Labour’s way or the high way
This is the dogma of Roman Catholicism since St Cyprian: “extra Ecclesiam nulla salus”. There is no salvation outside the Church. More prosaically, it is the government’s way, or the high way.
There is a broader issue, which out of fairness I often try to explain away but which is demonstrated again and again. The progressive left genuinely thinks it is better than its opponents, more moral and more virtuous, and therefore anything in defence of its proposals and ideals is justified.
Kyle’s outbursts make it apparent that he cannot intellectually entertain the notion of someone disagreeing with him in good faith. Whether that ‘someone’ is Nigel Farage is immaterial; what matters is the nature of his response to any opposition. There are several arguments against the OSA: that it has driven users to virtual private networks (VPNs), beyond the reach of regulation and age verification; that it is such a blunt instrument it is blocking MPs’ speeches about child abuse; that it is effectively censoring coverage of anti-immigration protests.
These are serious problems which suggest poorly drafted, inadequate legislation. It is not merely Farage who opposes the Online Safety Act: Kemi Badenoch has been critical, lawyers have warned of an excessive regulatory burden and a petition to Parliament for the act’s repeal is nearing half a million signatures.
But Kyle wants to protect children! Who could disagree with that? Certainly only the malign. His logic is inexorable: if only the malign could oppose him, they should be called out. No criticism is too harsh: they are “on the side of predators”.
hen Angela Rayner called Conservatives “Tory scum”, when Zarah Sultana can shrug off the notion of celebrating the death of George W Bush, when Kneecap, the poor man’s Chumbawamba, can declare that “the only good Tory is a dead Tory”, these people show us who they are
Peter Kyle is not stupid – he is a former Cabinet Office special adviser with a PhD – so I cannot offer him that mitigation. When Angela Rayner called Conservatives “Tory scum”, when Zarah Sultana can shrug off the notion of celebrating the death of George W Bush, when Kneecap, the poor man’s Chumbawamba, can declare that “the only good Tory is a dead Tory”, these people show us who they are.
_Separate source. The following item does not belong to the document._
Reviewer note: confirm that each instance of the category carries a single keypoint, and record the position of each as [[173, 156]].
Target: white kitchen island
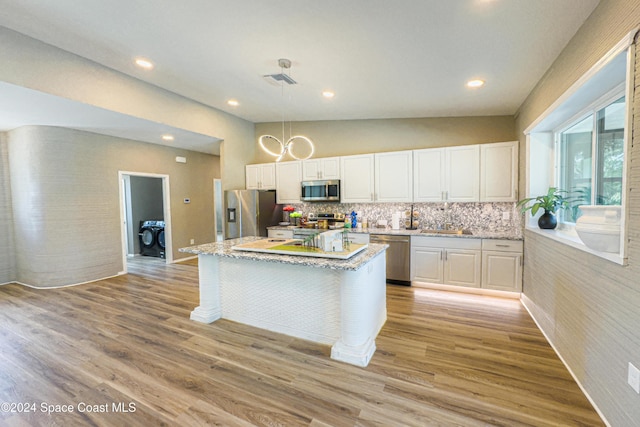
[[337, 302]]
They show us their arrogance and self-righteousness, and they show us the streak of hatred in them. Nigel Farage’s armour-plated ego does not need an apology from Peter Kyle, nor are his hands always clean. The rest of us should treat Kyle as the former prisoners of war treated Emperor Hirohito on his state visit to London in 1971: quietly, firmly, turn our backs on him. He has proved he has nothing to say that we need to hear.